REVITALIZATION readers familiar with the area are invited use the Comments section below to share their insights on the current state of Sahel and its farmers. We would be especially interested in knowing current the situation in Niger, as to the long-term effects of its enlightened 2004 policy change.
Dry conditions and a locust outbreak hit West Africa in 2005, and millions of people suffered from malnutrition. But an effort in Niger to boost tree vegetation-known as the “re-greening of the Sahel”-improved soil quality and provided nourishment for livestock, helping to avert an even larger food crisis.
“In the Sahel, over the past 30 years, food crises have been more localized and less frequent,” said Issa Martin Bikienga, deputy executive secretary of the Permanent Interstate Committee for Drought Control in the Sahel.
In Niger, many small farmers turned to timber harvesting during the major droughts as a way to raise money for their families.
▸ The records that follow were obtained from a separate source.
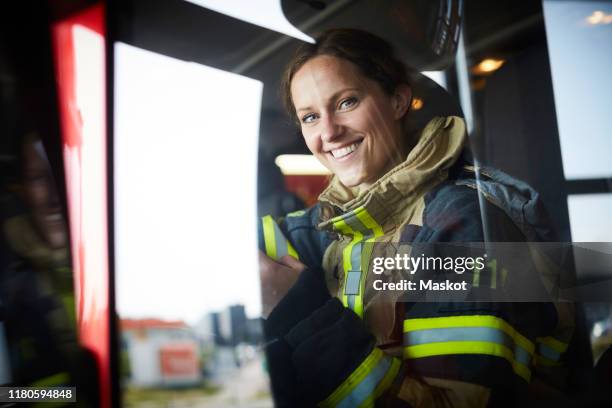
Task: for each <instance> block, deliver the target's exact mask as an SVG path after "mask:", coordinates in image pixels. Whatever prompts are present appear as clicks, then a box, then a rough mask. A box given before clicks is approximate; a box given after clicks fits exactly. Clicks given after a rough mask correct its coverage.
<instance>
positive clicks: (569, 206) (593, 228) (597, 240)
mask: <svg viewBox="0 0 612 408" xmlns="http://www.w3.org/2000/svg"><path fill="white" fill-rule="evenodd" d="M567 205H568V210H569V217H570V225H571V227H572V241H574V242H612V195H611V194H584V195H573V196H570V197H569V198H568V200H567Z"/></svg>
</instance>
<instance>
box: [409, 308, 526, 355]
mask: <svg viewBox="0 0 612 408" xmlns="http://www.w3.org/2000/svg"><path fill="white" fill-rule="evenodd" d="M449 327H490V328H493V329H498V330H501V331H503V332H504V333H506V334H507V335H508V336H510V337H511V338H512V339H513V340H514V342H515V343H516V344H518V345H519V346H521V347H522V348H523V349H525V351H527V352H528V353H529V354H531V355H533V352H534V349H535V345H534V344H533V343H532V342H531V341H529V340H528V339H527V338H526V337H524V336H523V335H521V334H520V333H519V332H517V331H516V330H515V329H514V328H513V327H512V326H510V325H509V324H508V323H506V321H505V320H503V319H501V318H499V317H496V316H484V315H477V316H448V317H432V318H422V319H407V320H404V333H407V332H411V331H416V330H426V329H445V328H449Z"/></svg>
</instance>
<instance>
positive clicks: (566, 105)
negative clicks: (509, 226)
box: [544, 1, 612, 179]
mask: <svg viewBox="0 0 612 408" xmlns="http://www.w3.org/2000/svg"><path fill="white" fill-rule="evenodd" d="M544 17H545V23H546V35H547V38H548V51H549V54H550V65H551V71H552V80H553V88H554V95H555V106H556V110H557V122H558V126H559V138H560V142H561V153H562V157H563V169H564V171H565V177H566V178H568V179H572V178H593V177H610V175H612V161H610V155H611V154H612V138H611V137H610V135H611V134H612V122H610V115H611V114H612V110H611V109H610V106H612V105H610V95H612V76H611V75H610V72H612V41H610V38H612V3H610V2H601V1H544Z"/></svg>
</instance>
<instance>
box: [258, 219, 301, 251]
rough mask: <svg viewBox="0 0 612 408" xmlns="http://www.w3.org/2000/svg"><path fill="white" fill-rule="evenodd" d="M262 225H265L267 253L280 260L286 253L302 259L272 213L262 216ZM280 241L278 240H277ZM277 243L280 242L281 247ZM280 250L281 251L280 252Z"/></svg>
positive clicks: (265, 244)
mask: <svg viewBox="0 0 612 408" xmlns="http://www.w3.org/2000/svg"><path fill="white" fill-rule="evenodd" d="M261 220H262V225H263V235H264V245H265V250H266V255H268V256H269V257H270V258H272V259H274V260H275V261H278V260H279V258H280V257H282V256H284V255H291V256H292V257H294V258H295V259H298V260H299V259H300V258H299V256H298V253H297V251H296V250H295V248H293V245H291V243H290V242H289V240H288V239H287V238H285V236H284V235H283V233H282V232H281V231H280V228H279V227H278V225H277V224H276V221H274V218H272V216H271V215H266V216H264V217H262V219H261ZM277 241H278V242H277ZM277 244H280V248H279V246H278V245H277ZM285 244H286V245H287V253H285V252H284V251H285ZM279 251H280V252H279Z"/></svg>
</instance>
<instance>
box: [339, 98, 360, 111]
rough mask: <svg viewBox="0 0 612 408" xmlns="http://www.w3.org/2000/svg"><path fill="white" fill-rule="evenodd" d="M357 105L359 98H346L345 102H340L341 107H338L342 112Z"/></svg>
mask: <svg viewBox="0 0 612 408" xmlns="http://www.w3.org/2000/svg"><path fill="white" fill-rule="evenodd" d="M356 103H357V98H353V97H351V98H346V99H345V100H343V101H342V102H340V105H338V107H339V108H340V109H342V110H344V109H348V108H351V107H353V106H354V105H355V104H356Z"/></svg>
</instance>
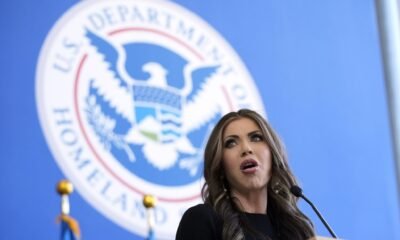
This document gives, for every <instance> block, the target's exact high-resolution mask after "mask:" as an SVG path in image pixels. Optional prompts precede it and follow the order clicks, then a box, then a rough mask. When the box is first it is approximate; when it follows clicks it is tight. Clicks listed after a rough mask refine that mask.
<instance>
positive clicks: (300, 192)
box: [290, 185, 303, 197]
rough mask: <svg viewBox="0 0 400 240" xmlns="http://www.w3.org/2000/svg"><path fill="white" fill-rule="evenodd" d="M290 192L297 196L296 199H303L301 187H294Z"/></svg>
mask: <svg viewBox="0 0 400 240" xmlns="http://www.w3.org/2000/svg"><path fill="white" fill-rule="evenodd" d="M290 191H291V192H292V193H293V195H295V196H296V197H301V196H303V190H302V189H301V188H300V187H299V186H296V185H294V186H292V187H291V188H290Z"/></svg>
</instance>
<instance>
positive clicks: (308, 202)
mask: <svg viewBox="0 0 400 240" xmlns="http://www.w3.org/2000/svg"><path fill="white" fill-rule="evenodd" d="M300 197H301V198H303V199H304V201H306V202H307V203H308V204H310V206H311V207H312V209H313V210H314V212H315V213H316V214H317V215H318V217H319V219H320V220H321V221H322V223H323V224H324V225H325V227H326V228H327V229H328V231H329V233H330V234H331V235H332V237H333V238H337V237H336V234H335V233H334V232H333V230H332V228H331V227H330V226H329V224H328V223H327V222H326V221H325V219H324V217H322V215H321V213H320V212H319V211H318V209H317V208H316V207H315V206H314V204H313V203H312V202H311V201H310V200H308V198H306V196H304V195H303V194H301V195H300Z"/></svg>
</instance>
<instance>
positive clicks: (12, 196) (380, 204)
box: [0, 0, 400, 239]
mask: <svg viewBox="0 0 400 240" xmlns="http://www.w3.org/2000/svg"><path fill="white" fill-rule="evenodd" d="M176 2H177V3H178V4H179V5H182V6H183V7H185V8H187V9H189V10H190V11H192V12H194V13H196V14H197V15H199V16H200V17H201V18H203V19H204V20H205V21H207V22H208V23H209V24H210V25H211V26H213V27H214V28H215V29H216V30H217V31H218V32H219V33H220V34H221V35H222V36H223V37H224V38H225V39H226V40H227V41H228V42H229V43H230V44H231V45H232V46H233V48H234V49H235V50H236V52H237V53H238V54H239V56H240V57H241V59H242V60H243V61H244V63H245V64H246V66H247V67H248V69H249V71H250V73H251V75H252V76H253V78H254V79H255V81H256V84H257V86H258V90H259V92H260V94H261V96H262V99H263V102H264V105H265V107H266V112H267V114H268V117H269V119H270V121H271V122H272V124H273V126H274V127H275V128H276V129H277V131H278V132H279V133H280V135H281V137H282V138H283V140H284V142H285V143H286V147H287V149H288V154H289V159H290V164H291V166H292V168H293V170H294V171H295V173H296V175H297V177H298V179H299V180H300V182H301V185H302V186H303V188H304V190H305V194H306V195H307V196H308V197H309V198H310V199H312V200H313V201H314V203H316V205H317V206H318V208H319V209H320V210H321V211H322V212H323V214H324V216H325V217H326V219H327V220H328V222H329V223H330V225H331V226H332V227H333V228H334V230H335V232H336V233H337V235H338V236H340V237H343V238H346V239H400V227H399V226H400V216H399V214H400V210H399V199H398V186H397V185H396V173H395V168H394V167H395V163H394V156H393V149H392V148H393V146H392V142H391V136H390V134H391V131H390V128H389V117H388V105H387V97H386V91H385V82H384V78H383V66H382V61H381V53H380V46H379V35H378V28H377V22H376V13H375V6H374V2H373V1H372V0H335V1H333V0H330V1H329V0H328V1H311V0H304V1H264V0H255V1H238V0H235V1H227V0H223V1H211V0H205V1H190V0H179V1H176ZM76 3H77V1H67V0H58V1H51V0H37V1H28V0H13V1H1V3H0V9H1V14H0V29H1V30H2V34H1V38H0V43H1V54H0V68H1V73H2V77H1V80H0V89H1V91H2V92H1V93H0V107H1V112H2V113H1V118H0V123H1V124H0V146H1V152H0V159H1V161H0V162H1V163H0V190H1V195H0V196H1V198H0V213H1V220H0V239H57V238H58V237H59V226H58V225H57V224H56V223H55V218H56V216H57V214H58V213H59V201H60V200H59V196H58V195H57V194H56V193H55V185H56V183H57V182H58V181H59V180H60V179H62V178H63V177H64V176H63V174H62V172H61V171H60V169H59V168H58V166H57V165H56V162H55V160H54V159H53V156H52V155H51V153H50V151H49V148H48V147H47V144H46V142H45V139H44V136H43V133H42V130H41V127H40V125H39V122H38V115H37V110H36V103H35V71H36V63H37V60H38V55H39V52H40V48H41V46H42V44H43V42H44V40H45V38H46V36H47V34H48V32H49V31H50V29H51V28H52V26H53V24H54V23H55V21H56V20H57V19H59V18H60V17H61V16H62V14H63V13H64V12H65V11H67V9H68V8H69V7H71V6H72V5H74V4H76ZM71 203H72V215H73V216H74V217H76V218H77V219H78V220H79V221H80V224H81V228H82V232H83V237H84V239H139V238H138V237H135V236H134V235H133V234H132V233H130V232H128V231H126V230H125V229H123V228H121V227H119V226H117V225H115V224H114V223H113V222H111V221H110V220H108V219H107V218H105V217H104V216H103V215H101V214H100V213H99V212H97V211H96V210H95V209H94V208H93V207H92V206H91V205H89V204H88V203H87V202H85V201H84V200H83V199H82V198H81V196H80V195H79V193H75V194H73V195H72V197H71ZM301 207H302V209H304V211H305V212H306V214H307V215H308V216H310V217H311V219H312V220H313V221H314V223H315V224H316V227H317V231H318V233H319V234H320V235H326V236H328V232H327V231H326V230H324V228H323V226H322V225H321V224H320V222H319V221H318V219H317V218H316V216H315V214H314V213H313V212H312V211H311V210H310V208H309V207H308V206H306V205H305V204H303V203H302V204H301Z"/></svg>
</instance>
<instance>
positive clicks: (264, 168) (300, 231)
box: [176, 109, 314, 240]
mask: <svg viewBox="0 0 400 240" xmlns="http://www.w3.org/2000/svg"><path fill="white" fill-rule="evenodd" d="M204 178H205V184H204V186H203V189H202V197H203V200H204V204H199V205H197V206H194V207H192V208H189V209H188V210H187V211H186V212H185V214H184V215H183V217H182V219H181V222H180V224H179V227H178V231H177V234H176V240H196V239H202V240H206V239H207V240H208V239H210V240H212V239H218V240H219V239H221V240H236V239H237V240H239V239H246V240H247V239H288V240H305V239H308V238H310V237H313V236H314V230H313V225H312V223H311V221H310V220H309V219H308V218H307V217H306V216H305V215H304V214H303V213H302V212H301V211H300V210H299V209H298V207H297V205H296V202H297V198H296V197H295V196H293V195H292V194H291V193H290V187H291V186H293V185H297V182H296V179H295V177H294V176H293V174H292V172H291V170H290V168H289V166H288V162H287V159H286V154H285V151H284V148H283V145H282V143H281V142H280V140H279V138H278V136H277V135H276V133H275V132H274V131H273V129H272V128H271V126H270V125H269V124H268V122H267V121H266V120H265V119H264V118H263V117H262V116H260V115H259V114H258V113H256V112H254V111H252V110H248V109H242V110H239V111H238V112H231V113H228V114H226V115H225V116H224V117H222V119H221V120H220V121H219V122H218V123H217V125H216V127H215V128H214V129H213V131H212V133H211V135H210V138H209V140H208V143H207V146H206V149H205V153H204Z"/></svg>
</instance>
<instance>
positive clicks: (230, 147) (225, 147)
mask: <svg viewBox="0 0 400 240" xmlns="http://www.w3.org/2000/svg"><path fill="white" fill-rule="evenodd" d="M235 144H236V142H235V140H233V139H229V140H226V141H225V144H224V147H225V148H231V147H234V146H235Z"/></svg>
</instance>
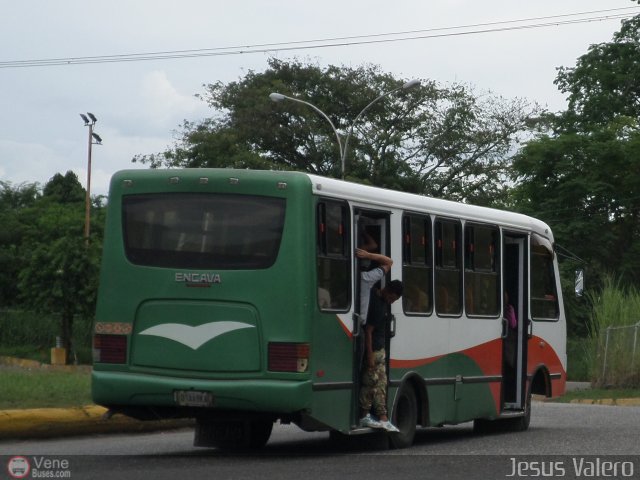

As a result, trees covered only 1.5 percent of the country in 1975.
Since then, a combination of tree plantations and an agroforestry technique known as “farmer-managed natural regeneration” have allowed tree cover to increase to more than 4 percent as of 2005 – some 4.8 million hectares in total, according to recent satellite studies conducted by the U.S. Geological Survey (USGS).
“The trees we see now are young, 10-15 years old,” said Gray Tappan, a USGS geographer. “Month by month, year by year, the trees are growing. The amount of wood is growing on a trajectory that, in 20-30 years, there will be 5-10 times more woody biomass in the system than there is today.”
Natural regeneration techniques have been more widely adopted in Niger, due largely to a 2004 law that allows farmers to manage trees on their land, according to local researchers.
“The driver for the situation was a policy change. It made a tree property that belongs to landowners,” said Mahamane Larwanou, senior program officer with the African Forest Forum. “They consider trees like their cow or sheep-a valuable animal that needs protection.”